They worry Japan may have missed a chance to join the global trend of allowing married couples to have separate legal surnames.

The ruling also raised the question of whether a better gender balance among the top court’s 15 justices might have resulted in a different outcome. Of the court’s 15 members, only three are women.

“If there was a better gender balance of the judges, it may have led to a different ruling,” said Mari Miura, a political professor at Sophia University.

Shuhei Ninomiya, a professor of family law at Ritsumeikan University, said opinions may have varied among the judges based on their understanding of the pain of changing one’s surname and the problems that stem from it.

In the ruling, all three female justices out of 15 were in favor of the plaintiffs.
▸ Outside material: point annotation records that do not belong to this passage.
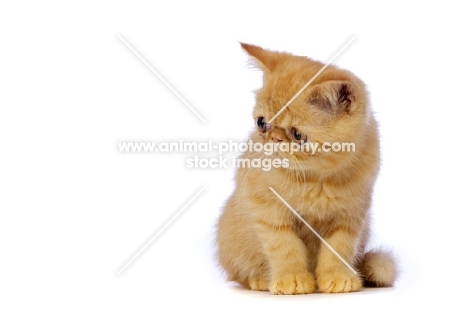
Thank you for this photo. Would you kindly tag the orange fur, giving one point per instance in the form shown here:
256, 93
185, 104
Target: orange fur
261, 244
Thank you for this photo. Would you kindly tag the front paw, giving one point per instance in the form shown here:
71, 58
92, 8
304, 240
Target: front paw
338, 281
299, 283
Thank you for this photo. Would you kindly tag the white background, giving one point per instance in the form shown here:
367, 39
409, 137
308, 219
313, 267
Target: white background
74, 210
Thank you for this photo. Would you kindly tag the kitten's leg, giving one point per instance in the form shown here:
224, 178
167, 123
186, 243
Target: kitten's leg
287, 257
333, 276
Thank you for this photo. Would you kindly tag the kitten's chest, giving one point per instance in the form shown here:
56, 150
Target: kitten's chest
317, 198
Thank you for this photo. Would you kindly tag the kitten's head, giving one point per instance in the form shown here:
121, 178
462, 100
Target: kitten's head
329, 111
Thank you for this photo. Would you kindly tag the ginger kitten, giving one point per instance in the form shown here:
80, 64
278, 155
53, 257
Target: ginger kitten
261, 244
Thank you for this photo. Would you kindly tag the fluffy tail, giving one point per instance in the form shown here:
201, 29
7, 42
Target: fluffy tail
378, 268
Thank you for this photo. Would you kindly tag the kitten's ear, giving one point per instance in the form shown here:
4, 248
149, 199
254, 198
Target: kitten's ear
266, 60
334, 96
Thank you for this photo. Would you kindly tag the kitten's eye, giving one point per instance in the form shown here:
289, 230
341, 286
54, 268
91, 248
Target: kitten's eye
298, 136
262, 125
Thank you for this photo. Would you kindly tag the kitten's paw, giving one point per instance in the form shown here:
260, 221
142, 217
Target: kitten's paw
339, 282
258, 284
299, 283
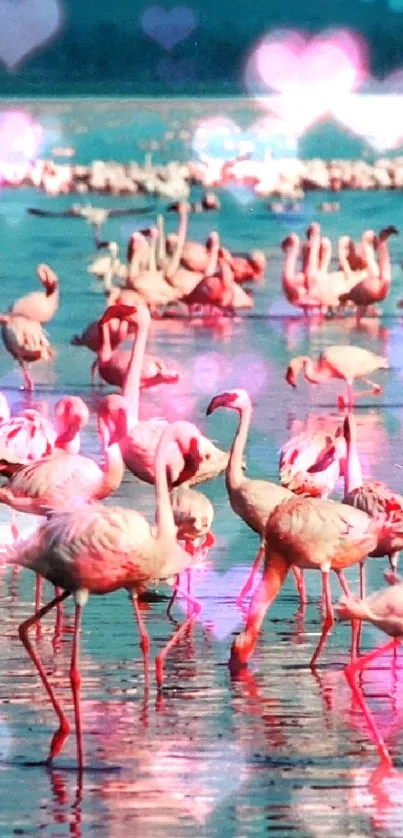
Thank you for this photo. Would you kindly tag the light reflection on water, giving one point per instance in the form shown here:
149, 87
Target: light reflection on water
277, 751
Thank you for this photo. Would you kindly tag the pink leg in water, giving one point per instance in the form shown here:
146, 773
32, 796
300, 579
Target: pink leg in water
350, 673
75, 681
63, 731
159, 660
251, 578
329, 618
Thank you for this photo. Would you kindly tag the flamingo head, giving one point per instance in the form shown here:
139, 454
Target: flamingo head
112, 419
233, 399
388, 231
71, 413
48, 278
293, 370
5, 412
289, 242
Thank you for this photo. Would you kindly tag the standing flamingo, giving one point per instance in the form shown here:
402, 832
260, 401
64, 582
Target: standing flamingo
345, 362
253, 500
374, 498
384, 609
95, 549
310, 533
40, 305
140, 443
25, 340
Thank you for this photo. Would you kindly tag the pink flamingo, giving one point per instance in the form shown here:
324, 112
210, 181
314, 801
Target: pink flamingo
376, 285
313, 534
37, 305
253, 500
302, 466
112, 367
140, 443
384, 609
53, 481
374, 498
96, 549
26, 341
344, 362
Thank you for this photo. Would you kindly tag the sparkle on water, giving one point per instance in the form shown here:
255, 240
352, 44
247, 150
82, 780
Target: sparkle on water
277, 750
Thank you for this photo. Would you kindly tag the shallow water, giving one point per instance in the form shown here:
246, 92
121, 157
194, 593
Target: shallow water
278, 751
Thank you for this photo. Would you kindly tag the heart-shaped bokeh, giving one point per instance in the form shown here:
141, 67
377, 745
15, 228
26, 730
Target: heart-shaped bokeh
306, 74
25, 26
249, 157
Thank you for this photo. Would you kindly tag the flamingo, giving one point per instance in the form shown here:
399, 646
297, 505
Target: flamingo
383, 609
40, 306
26, 341
253, 500
95, 549
139, 444
61, 478
376, 285
310, 533
374, 498
345, 362
302, 467
112, 367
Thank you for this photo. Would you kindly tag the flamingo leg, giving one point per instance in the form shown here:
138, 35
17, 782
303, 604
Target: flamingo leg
75, 679
144, 638
63, 731
28, 381
329, 618
300, 584
251, 578
14, 529
159, 660
350, 673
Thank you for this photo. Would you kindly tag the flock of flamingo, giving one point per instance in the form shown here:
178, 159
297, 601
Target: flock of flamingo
84, 547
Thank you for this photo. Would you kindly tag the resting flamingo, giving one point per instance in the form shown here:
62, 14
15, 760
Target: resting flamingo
26, 341
140, 443
344, 362
96, 549
383, 609
112, 366
313, 534
40, 305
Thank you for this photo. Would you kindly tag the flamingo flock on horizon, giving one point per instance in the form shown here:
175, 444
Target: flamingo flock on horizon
83, 547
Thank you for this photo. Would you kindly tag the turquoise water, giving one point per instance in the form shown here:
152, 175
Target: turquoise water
279, 752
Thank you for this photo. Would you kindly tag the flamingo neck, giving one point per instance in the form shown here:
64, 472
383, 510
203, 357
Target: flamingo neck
105, 350
234, 473
180, 243
113, 467
290, 264
131, 385
164, 518
353, 473
212, 261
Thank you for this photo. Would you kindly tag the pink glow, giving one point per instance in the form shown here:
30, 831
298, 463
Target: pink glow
306, 75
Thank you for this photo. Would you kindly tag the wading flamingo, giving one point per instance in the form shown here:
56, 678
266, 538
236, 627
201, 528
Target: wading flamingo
26, 341
374, 498
253, 500
344, 362
313, 534
40, 305
112, 366
140, 443
384, 609
96, 549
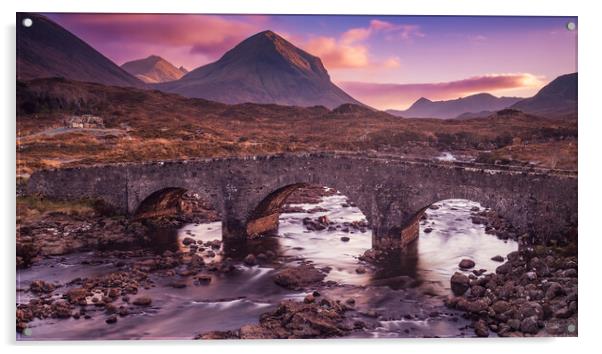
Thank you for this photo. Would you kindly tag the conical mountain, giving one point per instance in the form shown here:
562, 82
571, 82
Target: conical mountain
48, 50
264, 68
154, 69
556, 99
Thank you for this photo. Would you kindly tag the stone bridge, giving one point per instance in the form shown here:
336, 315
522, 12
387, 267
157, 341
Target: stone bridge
391, 192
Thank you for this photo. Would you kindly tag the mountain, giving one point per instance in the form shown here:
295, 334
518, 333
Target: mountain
48, 50
264, 68
556, 99
425, 108
154, 69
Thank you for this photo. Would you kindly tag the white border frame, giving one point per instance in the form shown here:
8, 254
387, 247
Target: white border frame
589, 190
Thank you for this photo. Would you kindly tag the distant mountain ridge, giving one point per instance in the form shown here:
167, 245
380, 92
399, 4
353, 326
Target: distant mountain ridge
154, 69
556, 99
482, 102
48, 50
264, 68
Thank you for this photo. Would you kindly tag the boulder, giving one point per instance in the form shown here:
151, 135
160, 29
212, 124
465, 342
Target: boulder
459, 283
481, 329
297, 277
142, 301
466, 263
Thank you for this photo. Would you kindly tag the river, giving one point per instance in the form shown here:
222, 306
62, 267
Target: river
231, 300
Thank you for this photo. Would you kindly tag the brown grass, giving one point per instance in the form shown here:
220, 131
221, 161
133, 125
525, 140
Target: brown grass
159, 126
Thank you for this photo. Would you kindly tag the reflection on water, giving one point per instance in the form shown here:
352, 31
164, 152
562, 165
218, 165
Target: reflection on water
447, 235
453, 238
326, 248
233, 299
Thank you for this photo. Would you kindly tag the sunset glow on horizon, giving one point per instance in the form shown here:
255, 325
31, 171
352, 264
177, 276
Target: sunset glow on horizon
383, 61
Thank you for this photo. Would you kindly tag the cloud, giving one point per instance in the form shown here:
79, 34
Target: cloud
205, 35
402, 95
350, 49
336, 54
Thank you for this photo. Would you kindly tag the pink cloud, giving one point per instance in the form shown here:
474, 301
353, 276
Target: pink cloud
350, 49
385, 96
335, 54
205, 36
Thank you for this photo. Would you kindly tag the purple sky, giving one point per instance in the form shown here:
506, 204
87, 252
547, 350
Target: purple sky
384, 61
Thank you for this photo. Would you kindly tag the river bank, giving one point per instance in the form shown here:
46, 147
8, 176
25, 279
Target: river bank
183, 283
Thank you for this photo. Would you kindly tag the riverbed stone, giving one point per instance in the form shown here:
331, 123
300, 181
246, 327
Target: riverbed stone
459, 283
466, 263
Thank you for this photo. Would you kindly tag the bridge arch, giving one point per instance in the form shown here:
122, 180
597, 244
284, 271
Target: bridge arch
174, 200
264, 217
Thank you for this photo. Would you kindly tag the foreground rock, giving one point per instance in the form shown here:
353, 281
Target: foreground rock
322, 318
533, 294
296, 278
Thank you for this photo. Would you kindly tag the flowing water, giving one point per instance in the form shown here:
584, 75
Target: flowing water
234, 299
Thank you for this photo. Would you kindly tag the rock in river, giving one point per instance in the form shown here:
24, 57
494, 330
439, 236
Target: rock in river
298, 277
459, 283
466, 263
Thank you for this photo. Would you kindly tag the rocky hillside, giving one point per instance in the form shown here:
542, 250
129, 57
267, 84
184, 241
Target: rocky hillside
264, 68
471, 105
555, 100
154, 69
48, 50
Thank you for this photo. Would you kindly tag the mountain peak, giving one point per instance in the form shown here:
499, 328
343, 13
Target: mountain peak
480, 102
48, 50
153, 69
264, 68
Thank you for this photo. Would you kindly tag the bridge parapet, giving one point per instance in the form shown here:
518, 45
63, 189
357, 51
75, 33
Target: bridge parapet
389, 191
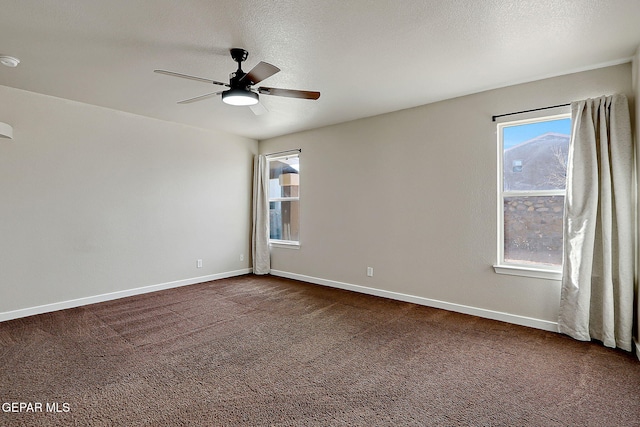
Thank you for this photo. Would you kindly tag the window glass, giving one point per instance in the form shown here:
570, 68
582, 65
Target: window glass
284, 202
533, 159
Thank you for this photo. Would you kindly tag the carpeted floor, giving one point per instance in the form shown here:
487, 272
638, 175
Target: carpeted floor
266, 351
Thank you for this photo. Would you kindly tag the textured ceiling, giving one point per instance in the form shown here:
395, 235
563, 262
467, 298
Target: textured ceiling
366, 57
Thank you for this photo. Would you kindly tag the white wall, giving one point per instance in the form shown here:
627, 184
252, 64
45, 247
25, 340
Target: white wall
95, 201
636, 90
413, 194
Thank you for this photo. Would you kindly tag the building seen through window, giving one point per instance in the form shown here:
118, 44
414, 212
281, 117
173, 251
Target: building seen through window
284, 199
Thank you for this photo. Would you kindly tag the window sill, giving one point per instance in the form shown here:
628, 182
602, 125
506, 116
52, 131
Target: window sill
284, 244
539, 273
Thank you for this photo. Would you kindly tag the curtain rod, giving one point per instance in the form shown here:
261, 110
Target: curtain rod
299, 150
493, 118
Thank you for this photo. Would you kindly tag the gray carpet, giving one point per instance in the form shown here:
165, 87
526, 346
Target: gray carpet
266, 351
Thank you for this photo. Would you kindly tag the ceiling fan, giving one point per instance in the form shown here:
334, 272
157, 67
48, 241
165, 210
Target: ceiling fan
241, 90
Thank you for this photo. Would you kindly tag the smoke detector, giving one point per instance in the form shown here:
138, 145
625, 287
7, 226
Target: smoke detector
9, 61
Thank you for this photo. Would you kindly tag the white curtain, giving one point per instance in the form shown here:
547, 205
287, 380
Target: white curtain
260, 240
598, 266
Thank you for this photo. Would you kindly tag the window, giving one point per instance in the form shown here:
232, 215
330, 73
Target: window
284, 199
531, 188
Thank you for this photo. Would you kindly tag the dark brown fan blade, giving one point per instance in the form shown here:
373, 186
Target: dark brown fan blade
185, 76
199, 98
290, 93
260, 72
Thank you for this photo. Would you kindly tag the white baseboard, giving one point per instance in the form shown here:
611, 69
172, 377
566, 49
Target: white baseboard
24, 312
458, 308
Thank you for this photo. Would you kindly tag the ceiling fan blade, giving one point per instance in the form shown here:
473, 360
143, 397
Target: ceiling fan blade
199, 98
185, 76
290, 93
260, 72
258, 109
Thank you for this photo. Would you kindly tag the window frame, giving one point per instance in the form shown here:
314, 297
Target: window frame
543, 271
289, 244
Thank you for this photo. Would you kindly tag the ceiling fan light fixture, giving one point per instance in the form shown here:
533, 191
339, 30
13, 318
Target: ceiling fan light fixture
239, 97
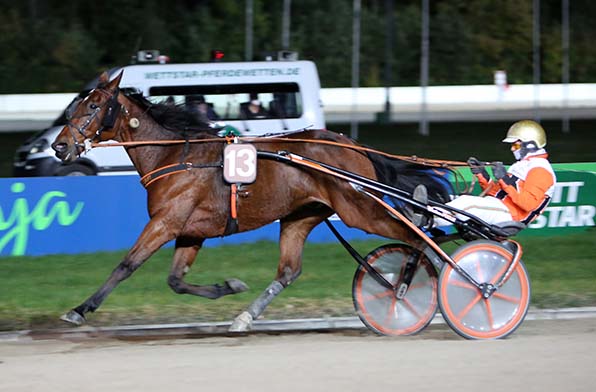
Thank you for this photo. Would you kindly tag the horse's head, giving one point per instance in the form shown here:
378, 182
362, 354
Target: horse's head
94, 118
In their opinions, they cited women who suffered disadvantages and inconveniences from changing their surnames, such as the case of researchers who had already published research papers under their maiden names, and other examples where the building of a career after marriage was made more difficult by the change.

“Women shoulder almost all the burdens — the obstacles and loss of self-confidence — that come from (changing surnames),” one of the opinions said. “It is hardly a system that ensures individual dignity and gender equality.”

According to a government survey, more people tend to oppose separate surnames as they age. The 15-member justices were all in their 60s.

“The fact that more elderly people sympathize with a single surname may have been reflected in the ruling,” said Ninomiya of Ritsumeikan University.

The ruling stated that the disadvantages that come with a change of surname could be mitigated by expanding the use of maiden names in some situations.

According to a survey by the Institute of Labor Administration, a private research group, 64.5 percent of firms that responded allowed the use of maiden names at work in 2013, up from 17.8 percent in 1995.

“I was really excited before the ruling. But now, the debate (over allowing separate surnames) may lose momentum,” said Etsuko Kuzuya, 43, who works in Tokyo’s Toshima Ward.

Kuzuya has used her maiden name at work since she was married, but she has to use her husband’s surname for official documents such as rental contracts, elections and other administrative procedures in her municipality.

“There is no legal backing for common names,” Kuzuya said.

“It seems (the judges) don’t understand the reality.”

According to the Justice Ministry, there are no other countries that ban separate surnames.Lawmakers from the Liberal Democratic Party say the top court’s decision must have been well received by Prime Minister Shinzo Abe.

Predominantly conservative lawmakers’ group Sosei Nippon (Japan’s Rebirth), headed by Abe, is essentially opposed to the change, and says it will work to keep the law unchanged in order to preserve the unity of the family.

One Cabinet minister said Abe was taking a realistic stance to appeal to a wider audience outside his conservative base.

“Abe’s administration is pushing for a greater role in society for women, but upholding laws that force couples to choose a single surname will only hinder achieving the goal,” said Ritsumeikan’s Ninomiya. “Instead of backpedaling the debate, the government should push forward to (change) the legislation.”

On Wednesday, Tomomi Inada, policy chief of the ruling LDP, said the ruling was “reasonable.” Inada also said measures were needed to make it easier to use maiden names at work, adding that the party should consider whether a law revision is necessary.

Meanwhile, Katsuya Okada, who heads the opposition’s Democratic Party of Japan, said the party planned to submit legislation in the regular Diet session to be convened next month that would allow couples to have separate legal surnames.

“Just because the (Supreme Court ruling) said it was constitutional doesn’t mean (lawmakers) don’t have to do anything,” Okada said.